First and foremost, the goal of this bill is to address much more than the concerns of the wind industry. Quite frankly, there was little to no appetite in the Indiana General Assembly to mandate or require Indiana utilities to buy power from any particular source, be it wind or some other generating entity.
Further, the wind industry is doing quite well in Indiana without a statutory mandate.
According to the American Wind Energy Association, Indiana produced 1,339 megawatts of wind power in 2010 with another 8,426 megawatts worth of projects in queue. They say that in 2009, Indiana added the second-most new wind power capacity of any state, and Indiana was the third fastest-growing state for wind power. AWEA says Hoosiers ranked 11th for most installed wind power capacity in the country.
SB 251’s goal is to encourage the use of clean energy sources that are lower-carbon and less polluting than traditional coal-fired power plants.

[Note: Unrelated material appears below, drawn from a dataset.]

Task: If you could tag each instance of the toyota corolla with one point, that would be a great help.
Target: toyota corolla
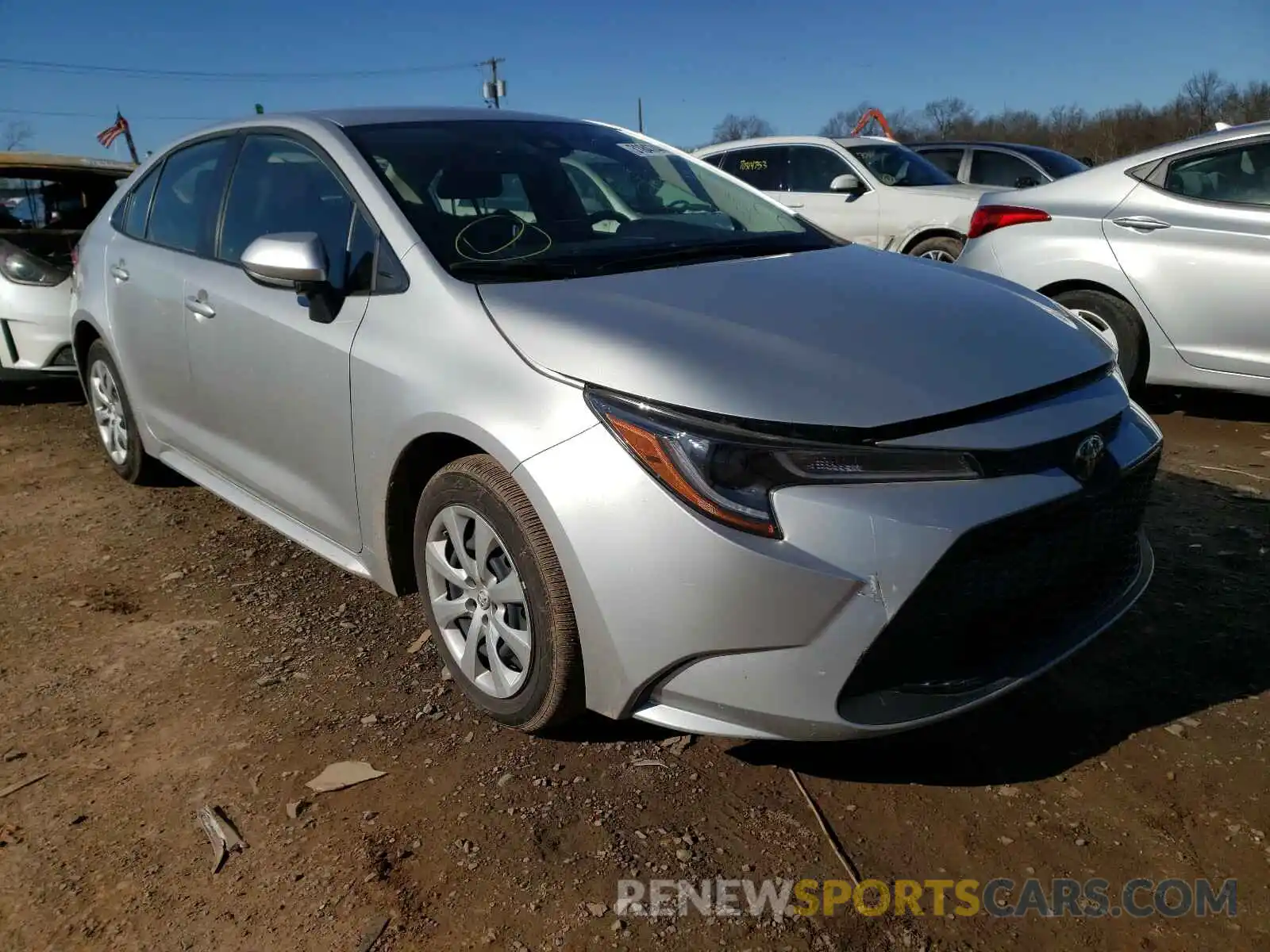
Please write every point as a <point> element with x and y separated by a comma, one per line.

Renewable sources – such as hydro, wind and solar – are included on the list of energy alternatives that qualify under a voluntary program that encourages their use, but they aren’t the only energy forms that can help Indiana lower carbon. That’s why options such as methane, nuclear and other sources were also included.

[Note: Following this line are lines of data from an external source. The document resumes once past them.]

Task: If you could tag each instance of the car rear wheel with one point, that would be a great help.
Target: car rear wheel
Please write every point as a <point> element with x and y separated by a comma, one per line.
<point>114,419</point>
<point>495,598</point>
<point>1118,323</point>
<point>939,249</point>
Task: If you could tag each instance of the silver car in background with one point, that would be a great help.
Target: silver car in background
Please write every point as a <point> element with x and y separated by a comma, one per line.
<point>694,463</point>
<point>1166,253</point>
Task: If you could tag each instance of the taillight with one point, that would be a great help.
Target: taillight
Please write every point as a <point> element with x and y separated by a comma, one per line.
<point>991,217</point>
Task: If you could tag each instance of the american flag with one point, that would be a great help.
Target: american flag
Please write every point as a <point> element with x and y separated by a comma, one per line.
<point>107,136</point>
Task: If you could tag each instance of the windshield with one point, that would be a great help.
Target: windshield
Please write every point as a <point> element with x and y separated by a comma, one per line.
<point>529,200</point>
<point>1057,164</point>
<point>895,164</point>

There was also a strong interest in the legislature in establishing a law that would allow utilities to meet strict federal environmental requirements, while at the same time protecting consumers from huge spikes in their energy bills; encourage safety and reliability upgrades at existing nuclear plants that serve Indiana customers; and establish a voluntary program to encourage the use of clean sources of power that will lower pollution.
Perhaps the most misleading paragraph in the article was the charge that “Another element of the bill that should cause apprehension for any true conservative is that it grants eminent domain authority for private companies to acquire land for carbon dioxide pipelines.” Oil and gas pipelines are constructed across the United States by private companies that can already use this option as a means of acquiring easements and rights of way.
Granting this authority to private entities and encouraging the transport of carbon dioxide to southern states for the development of domestic oil resources are steps in the right direction. This helps coal-dependent Indiana address environmental concerns and become less dependent on foreign oil. How can the goals of reducing pollution in Indiana and lowering gas prices be construed as negative things?
If the yardstick for judging SB 251 is whether it establishes an absolute mandate requiring utilities to buy a fixed percentage of wind power regardless of cost, then yes, the bill falls short. However, if you believe as I do that our energy reliability and affordability depend on developing a broad portfolio of energy options, then SB 251 meets that objective.
The General Assembly should not pick the winners and losers among clean energy and renewable sources. Instead, the market should decide.
State Sen. Beverly Gard, R-Greenfield, represents Senate District 28. She wrote this for The Journal Gazette.